Aku dilahirkan di sebuah dusun pegunungan yang sangat terpencil. Hari demi hari, orang tuaku membajak tanah kering kuning, dan punggung mereka menghadap ke langit. Aku mempunyai seorang adik, tiga tahun lebih muda dariku.

Suatu ketika, untuk membeli sebuah sapu tangan yang mana semua gadis di sekelilingku kelihatannya membawanya, Aku mencuri lima puluh sen dari laci ayahku. Ayah segera menyadarinya. Beliau membuat adikku dan aku berlutut di depan tembok, dengan sebuah tongkat bambu di tangannya. "Siapa yang mencuri uang itu?" Beliau bertanya. Aku terpaku, terlalu takut untuk berbicara. Ayah tidak mendengar siapa pun mengaku, jadi Beliau mengatakan, "Baiklah, kalau begitu, kalian berdua layak dipukul!" Dia mengangkat tongkat bambu itu tingi-tinggi. Tiba-tiba, adikku mencengkeram tangannya dan berkata, "Ayah, aku yang melakukannya!"

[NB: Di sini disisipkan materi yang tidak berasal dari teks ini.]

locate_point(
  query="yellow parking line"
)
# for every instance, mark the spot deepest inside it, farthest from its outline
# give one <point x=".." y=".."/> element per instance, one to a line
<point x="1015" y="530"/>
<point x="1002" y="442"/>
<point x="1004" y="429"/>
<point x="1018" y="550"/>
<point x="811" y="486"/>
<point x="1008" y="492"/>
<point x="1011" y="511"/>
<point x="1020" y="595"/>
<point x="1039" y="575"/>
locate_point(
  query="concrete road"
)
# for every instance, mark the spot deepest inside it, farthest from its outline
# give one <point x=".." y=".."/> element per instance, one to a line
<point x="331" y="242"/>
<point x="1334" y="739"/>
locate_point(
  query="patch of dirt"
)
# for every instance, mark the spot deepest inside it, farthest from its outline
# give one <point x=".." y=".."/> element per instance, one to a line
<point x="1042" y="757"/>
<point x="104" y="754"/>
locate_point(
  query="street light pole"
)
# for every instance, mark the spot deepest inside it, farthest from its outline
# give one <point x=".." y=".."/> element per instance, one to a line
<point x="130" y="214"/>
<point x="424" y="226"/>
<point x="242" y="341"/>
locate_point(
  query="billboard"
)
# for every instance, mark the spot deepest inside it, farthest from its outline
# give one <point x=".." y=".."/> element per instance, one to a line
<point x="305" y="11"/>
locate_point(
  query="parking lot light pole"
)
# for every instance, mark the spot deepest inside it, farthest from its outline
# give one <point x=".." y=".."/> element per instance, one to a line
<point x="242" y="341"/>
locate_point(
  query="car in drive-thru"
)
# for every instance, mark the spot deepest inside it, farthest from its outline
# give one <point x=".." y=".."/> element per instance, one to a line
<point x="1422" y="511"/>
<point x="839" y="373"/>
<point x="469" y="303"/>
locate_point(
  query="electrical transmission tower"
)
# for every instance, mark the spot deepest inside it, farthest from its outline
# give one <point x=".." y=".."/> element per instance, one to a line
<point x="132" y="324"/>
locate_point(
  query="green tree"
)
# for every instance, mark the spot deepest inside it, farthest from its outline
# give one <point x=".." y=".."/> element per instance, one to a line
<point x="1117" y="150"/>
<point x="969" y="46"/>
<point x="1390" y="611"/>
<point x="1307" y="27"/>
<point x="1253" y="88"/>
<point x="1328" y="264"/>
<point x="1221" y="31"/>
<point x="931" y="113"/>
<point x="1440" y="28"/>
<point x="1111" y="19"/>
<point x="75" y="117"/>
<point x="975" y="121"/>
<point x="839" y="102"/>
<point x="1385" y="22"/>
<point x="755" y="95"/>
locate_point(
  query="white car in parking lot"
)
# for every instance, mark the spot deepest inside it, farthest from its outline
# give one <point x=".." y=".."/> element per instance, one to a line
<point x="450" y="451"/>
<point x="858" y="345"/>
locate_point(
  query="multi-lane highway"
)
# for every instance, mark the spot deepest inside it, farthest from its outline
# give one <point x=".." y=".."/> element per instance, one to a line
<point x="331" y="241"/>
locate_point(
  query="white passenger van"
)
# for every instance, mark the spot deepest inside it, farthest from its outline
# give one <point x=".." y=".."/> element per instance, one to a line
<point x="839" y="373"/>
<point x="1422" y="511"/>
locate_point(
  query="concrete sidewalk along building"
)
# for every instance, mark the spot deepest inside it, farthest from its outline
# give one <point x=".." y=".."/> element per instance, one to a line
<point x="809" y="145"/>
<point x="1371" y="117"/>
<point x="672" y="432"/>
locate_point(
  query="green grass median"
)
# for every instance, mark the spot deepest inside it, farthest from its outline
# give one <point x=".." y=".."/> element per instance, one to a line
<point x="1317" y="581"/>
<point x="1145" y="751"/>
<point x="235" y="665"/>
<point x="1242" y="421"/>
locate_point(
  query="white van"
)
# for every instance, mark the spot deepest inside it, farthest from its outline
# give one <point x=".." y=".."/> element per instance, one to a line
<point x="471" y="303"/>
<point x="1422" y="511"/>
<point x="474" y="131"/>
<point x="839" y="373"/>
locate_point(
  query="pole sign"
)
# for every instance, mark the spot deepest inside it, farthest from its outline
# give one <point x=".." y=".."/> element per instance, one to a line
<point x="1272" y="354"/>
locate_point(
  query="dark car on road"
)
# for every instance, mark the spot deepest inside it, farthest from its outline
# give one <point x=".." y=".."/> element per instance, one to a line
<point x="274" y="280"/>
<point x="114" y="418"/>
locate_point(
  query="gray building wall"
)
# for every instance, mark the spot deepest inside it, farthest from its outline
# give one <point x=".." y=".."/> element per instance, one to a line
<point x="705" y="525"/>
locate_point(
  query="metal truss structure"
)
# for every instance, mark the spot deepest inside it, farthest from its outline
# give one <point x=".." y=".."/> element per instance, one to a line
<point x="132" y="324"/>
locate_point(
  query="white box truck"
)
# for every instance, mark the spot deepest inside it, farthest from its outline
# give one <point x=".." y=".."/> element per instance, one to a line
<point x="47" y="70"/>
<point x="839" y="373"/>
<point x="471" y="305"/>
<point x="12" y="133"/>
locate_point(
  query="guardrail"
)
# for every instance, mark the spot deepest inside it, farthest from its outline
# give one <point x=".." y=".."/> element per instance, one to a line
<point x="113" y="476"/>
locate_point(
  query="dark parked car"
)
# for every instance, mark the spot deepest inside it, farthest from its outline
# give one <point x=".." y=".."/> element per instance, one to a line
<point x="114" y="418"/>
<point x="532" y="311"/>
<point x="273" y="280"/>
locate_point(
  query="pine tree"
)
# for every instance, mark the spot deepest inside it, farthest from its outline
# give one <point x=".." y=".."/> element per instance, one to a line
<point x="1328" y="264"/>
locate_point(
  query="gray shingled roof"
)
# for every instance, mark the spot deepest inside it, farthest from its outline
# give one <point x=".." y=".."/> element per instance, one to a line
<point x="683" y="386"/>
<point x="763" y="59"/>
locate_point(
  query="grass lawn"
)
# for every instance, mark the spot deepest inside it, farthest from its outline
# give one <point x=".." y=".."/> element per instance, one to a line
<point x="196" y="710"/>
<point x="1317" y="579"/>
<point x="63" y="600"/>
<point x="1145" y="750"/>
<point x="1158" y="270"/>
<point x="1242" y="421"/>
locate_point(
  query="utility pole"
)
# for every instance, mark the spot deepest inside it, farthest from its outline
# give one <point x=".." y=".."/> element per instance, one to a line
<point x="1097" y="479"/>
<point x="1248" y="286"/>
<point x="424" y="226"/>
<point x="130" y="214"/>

Tongkat panjang itu menghantam punggung adikku bertubi-tubi. Ayah begitu marahnya sehingga ia terus menerus mencambukinya sampai Beliau kehabisan nafas. Sesudahnya, Beliau duduk di atas ranjang batu bata kami dan memarahi, "Kamu sudah belajar mencuri dari rumah sekarang, hal memalukan apa lagi yang akan kamu lakukan di masa mendatang? ... Kamu layak dipukul sampai mati! Kamu pencuri tidak tahu malu!"

Malam itu, ibu dan aku memeluk adikku dalam pelukan kami. Tubuhnya penuh dengan luka, tetapi ia tidak menitikkan air mata setetes pun. Di pertengahan malam itu, saya tiba-tiba mulai menangis meraung-raung. Adikku menutup mulutku dengan tangan kecilnya dan berkata, "Kak, jangan menangis lagi sekarang. Semuanya sudah terjadi."

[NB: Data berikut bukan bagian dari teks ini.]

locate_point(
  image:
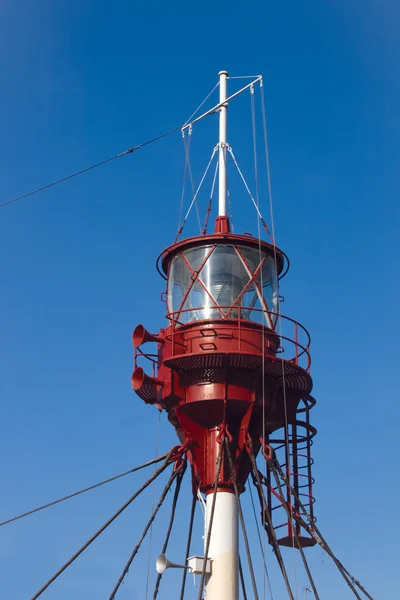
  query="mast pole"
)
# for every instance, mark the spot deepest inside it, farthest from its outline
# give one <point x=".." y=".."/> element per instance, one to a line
<point x="223" y="582"/>
<point x="223" y="76"/>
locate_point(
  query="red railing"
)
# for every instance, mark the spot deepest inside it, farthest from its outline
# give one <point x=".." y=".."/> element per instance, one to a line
<point x="294" y="338"/>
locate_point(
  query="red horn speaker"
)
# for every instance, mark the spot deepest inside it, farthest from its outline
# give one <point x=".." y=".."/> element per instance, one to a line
<point x="141" y="336"/>
<point x="141" y="380"/>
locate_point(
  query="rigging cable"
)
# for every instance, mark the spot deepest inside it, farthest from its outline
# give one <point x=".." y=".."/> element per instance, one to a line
<point x="165" y="464"/>
<point x="266" y="514"/>
<point x="189" y="540"/>
<point x="242" y="580"/>
<point x="171" y="522"/>
<point x="170" y="481"/>
<point x="289" y="512"/>
<point x="195" y="195"/>
<point x="316" y="534"/>
<point x="263" y="553"/>
<point x="187" y="150"/>
<point x="189" y="168"/>
<point x="253" y="126"/>
<point x="92" y="487"/>
<point x="249" y="192"/>
<point x="152" y="506"/>
<point x="240" y="510"/>
<point x="210" y="201"/>
<point x="90" y="168"/>
<point x="210" y="523"/>
<point x="268" y="167"/>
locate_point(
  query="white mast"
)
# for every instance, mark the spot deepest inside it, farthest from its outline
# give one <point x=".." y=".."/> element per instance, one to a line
<point x="223" y="583"/>
<point x="223" y="76"/>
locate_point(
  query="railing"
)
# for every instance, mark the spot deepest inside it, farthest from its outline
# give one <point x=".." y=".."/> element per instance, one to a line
<point x="294" y="339"/>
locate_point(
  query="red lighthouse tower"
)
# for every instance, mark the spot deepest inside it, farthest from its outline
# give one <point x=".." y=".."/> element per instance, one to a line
<point x="232" y="373"/>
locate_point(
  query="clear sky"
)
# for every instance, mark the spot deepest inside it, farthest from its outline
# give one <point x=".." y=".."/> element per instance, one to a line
<point x="83" y="80"/>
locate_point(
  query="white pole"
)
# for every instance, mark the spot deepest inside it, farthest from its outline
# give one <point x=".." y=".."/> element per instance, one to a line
<point x="223" y="76"/>
<point x="223" y="583"/>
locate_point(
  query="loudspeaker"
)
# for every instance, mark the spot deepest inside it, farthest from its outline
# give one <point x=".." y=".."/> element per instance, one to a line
<point x="141" y="336"/>
<point x="162" y="563"/>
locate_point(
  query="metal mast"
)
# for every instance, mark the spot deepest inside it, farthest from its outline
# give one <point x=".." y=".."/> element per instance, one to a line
<point x="218" y="375"/>
<point x="223" y="582"/>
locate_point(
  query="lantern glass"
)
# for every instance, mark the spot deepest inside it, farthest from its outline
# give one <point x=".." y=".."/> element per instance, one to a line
<point x="223" y="281"/>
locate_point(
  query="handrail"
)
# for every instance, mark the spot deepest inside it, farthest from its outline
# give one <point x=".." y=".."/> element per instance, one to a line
<point x="300" y="348"/>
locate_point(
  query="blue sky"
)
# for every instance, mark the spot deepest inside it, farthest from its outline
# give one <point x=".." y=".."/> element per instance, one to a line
<point x="84" y="80"/>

Aku masih selalu membenci diriku karena tidak memiliki cukup keberanian untuk maju mengaku. Bertahun-tahun telah lewat, tapi insiden tersebut masih kelihatan seperti baru kemarin. Aku tidak pernah akan lupa tampang adikku ketika ia melindungiku. Waktu itu, adikku berusia 8 tahun. Aku berusia 11.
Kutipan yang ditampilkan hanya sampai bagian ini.